One of the most memorable characters in Kaufman’s version is a platitude-spouting self-help guru, played by Leonard Nimoy — one of the film’s sneakier jokes is that we can’t tell when exactly he became a pod.

The most stylized and visceral of the lot, Abel Ferrara’s “Body Snatchers” (1993), set on a military base and including references to Operation Desert Storm, zeroes in on the domestic sphere. The protagonist is a moody teenager (Gabrielle Anwar), and so the struggle against the pods becomes a coming-of-age battle against adult conformity.

Apparently unloved by its distributor, Warner Bros., “Body Snatchers” sat on the shelf for ages and was barely released. Which makes it even stranger that Warners was also behind 2007’s “The Invasion,” a Nicole Kidman vehicle credited to director Oliver Hirschbiegel but body-snatched by the studio, which reportedly tasked the Wachowski siblings and James McTeigue with a re-edit.

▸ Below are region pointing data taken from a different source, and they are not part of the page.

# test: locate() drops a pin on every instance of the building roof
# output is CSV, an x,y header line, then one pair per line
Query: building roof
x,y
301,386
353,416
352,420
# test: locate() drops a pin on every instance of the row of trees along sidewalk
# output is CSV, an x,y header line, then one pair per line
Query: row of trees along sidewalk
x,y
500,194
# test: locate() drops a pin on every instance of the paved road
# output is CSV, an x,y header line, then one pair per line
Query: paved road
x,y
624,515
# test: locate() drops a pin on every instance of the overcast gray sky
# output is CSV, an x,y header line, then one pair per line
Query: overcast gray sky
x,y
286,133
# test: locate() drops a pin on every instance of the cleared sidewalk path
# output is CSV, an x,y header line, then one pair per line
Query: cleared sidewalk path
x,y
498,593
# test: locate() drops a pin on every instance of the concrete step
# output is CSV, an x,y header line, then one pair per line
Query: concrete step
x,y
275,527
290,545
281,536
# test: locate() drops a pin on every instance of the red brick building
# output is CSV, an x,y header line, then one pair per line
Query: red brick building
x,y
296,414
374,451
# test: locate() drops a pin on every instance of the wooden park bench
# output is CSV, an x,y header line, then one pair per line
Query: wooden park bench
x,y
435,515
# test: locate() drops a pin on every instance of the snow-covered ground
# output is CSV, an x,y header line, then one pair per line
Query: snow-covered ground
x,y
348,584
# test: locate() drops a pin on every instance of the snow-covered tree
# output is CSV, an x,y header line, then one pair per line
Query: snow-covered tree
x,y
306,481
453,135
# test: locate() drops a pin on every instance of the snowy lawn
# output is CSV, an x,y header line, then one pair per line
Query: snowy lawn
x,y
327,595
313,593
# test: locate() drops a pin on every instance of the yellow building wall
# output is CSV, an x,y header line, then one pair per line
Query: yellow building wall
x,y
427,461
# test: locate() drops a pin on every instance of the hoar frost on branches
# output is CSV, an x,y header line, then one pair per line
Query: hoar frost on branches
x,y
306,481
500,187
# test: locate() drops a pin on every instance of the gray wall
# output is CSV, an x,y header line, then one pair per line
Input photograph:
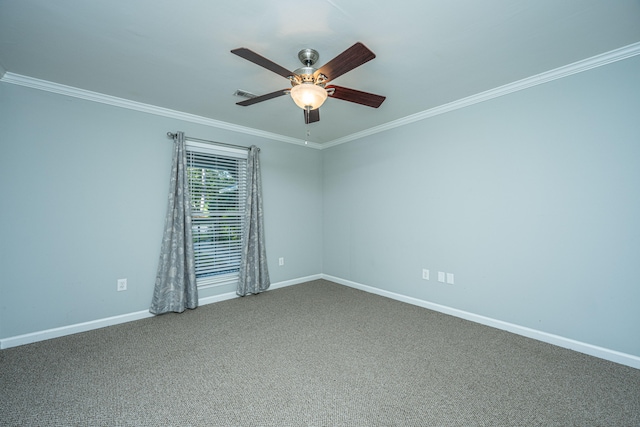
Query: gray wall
x,y
83,188
532,200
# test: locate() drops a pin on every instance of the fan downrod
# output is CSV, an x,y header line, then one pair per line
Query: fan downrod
x,y
308,57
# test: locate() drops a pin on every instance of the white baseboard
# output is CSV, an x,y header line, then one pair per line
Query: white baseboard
x,y
129,317
72,329
592,350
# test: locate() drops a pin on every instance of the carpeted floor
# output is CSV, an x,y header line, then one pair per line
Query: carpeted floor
x,y
314,354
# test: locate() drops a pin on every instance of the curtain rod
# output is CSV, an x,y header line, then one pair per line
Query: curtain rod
x,y
174,135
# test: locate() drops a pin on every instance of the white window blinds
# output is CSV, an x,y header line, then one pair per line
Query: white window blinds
x,y
217,183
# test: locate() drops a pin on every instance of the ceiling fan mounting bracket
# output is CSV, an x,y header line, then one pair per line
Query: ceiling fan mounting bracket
x,y
308,57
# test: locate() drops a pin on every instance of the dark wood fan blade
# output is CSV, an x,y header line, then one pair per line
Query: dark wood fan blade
x,y
261,98
250,55
351,58
311,116
352,95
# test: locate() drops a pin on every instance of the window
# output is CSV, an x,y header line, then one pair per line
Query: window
x,y
217,183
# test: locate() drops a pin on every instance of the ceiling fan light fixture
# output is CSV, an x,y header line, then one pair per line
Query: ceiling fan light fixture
x,y
308,95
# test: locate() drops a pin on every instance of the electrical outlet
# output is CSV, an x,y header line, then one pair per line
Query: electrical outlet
x,y
450,278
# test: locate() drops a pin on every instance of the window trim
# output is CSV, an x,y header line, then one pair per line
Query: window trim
x,y
220,151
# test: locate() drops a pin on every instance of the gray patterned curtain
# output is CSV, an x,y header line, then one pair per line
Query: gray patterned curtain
x,y
175,287
254,274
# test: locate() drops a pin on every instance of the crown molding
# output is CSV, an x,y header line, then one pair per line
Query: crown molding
x,y
558,73
547,76
47,86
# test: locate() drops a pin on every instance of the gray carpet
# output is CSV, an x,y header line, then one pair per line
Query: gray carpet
x,y
314,354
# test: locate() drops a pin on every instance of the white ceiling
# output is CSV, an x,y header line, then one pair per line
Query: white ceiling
x,y
176,54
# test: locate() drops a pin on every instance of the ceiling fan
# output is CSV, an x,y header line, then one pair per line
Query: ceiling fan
x,y
309,85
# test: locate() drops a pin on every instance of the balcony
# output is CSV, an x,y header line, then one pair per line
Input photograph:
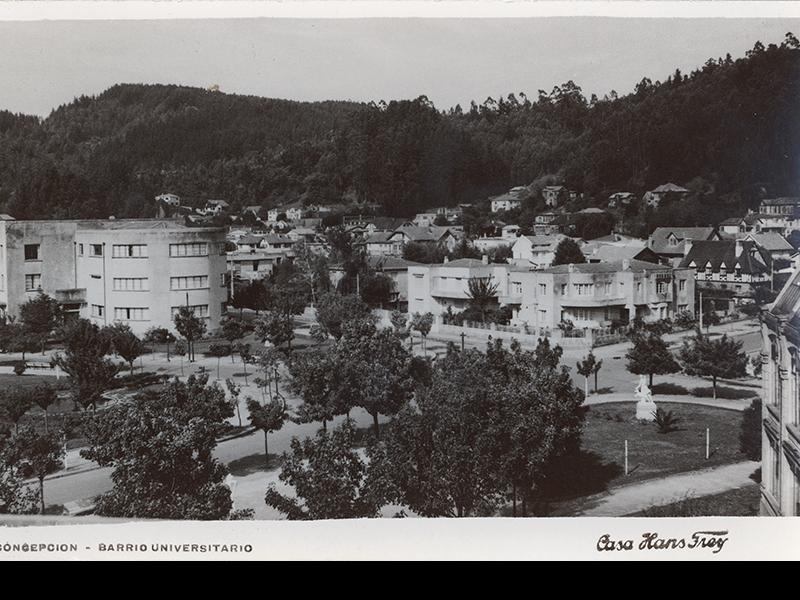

It’s telling that this most recent (and by far weakest) adaptation is filled with gratuitous references to the geopolitics of the post-9/11world: By now the mere presence of pod people is synonymous with topical relevance.

Siegel himself — as well as many associated with the original “Body Snatchers,” including Kevin McCarthy and producer Walter Wanger — said they never thought of it as a political parable. Perhaps for that reason, their version remains the most Rorschach-like, the most richly suggestive of all science-fiction allegories.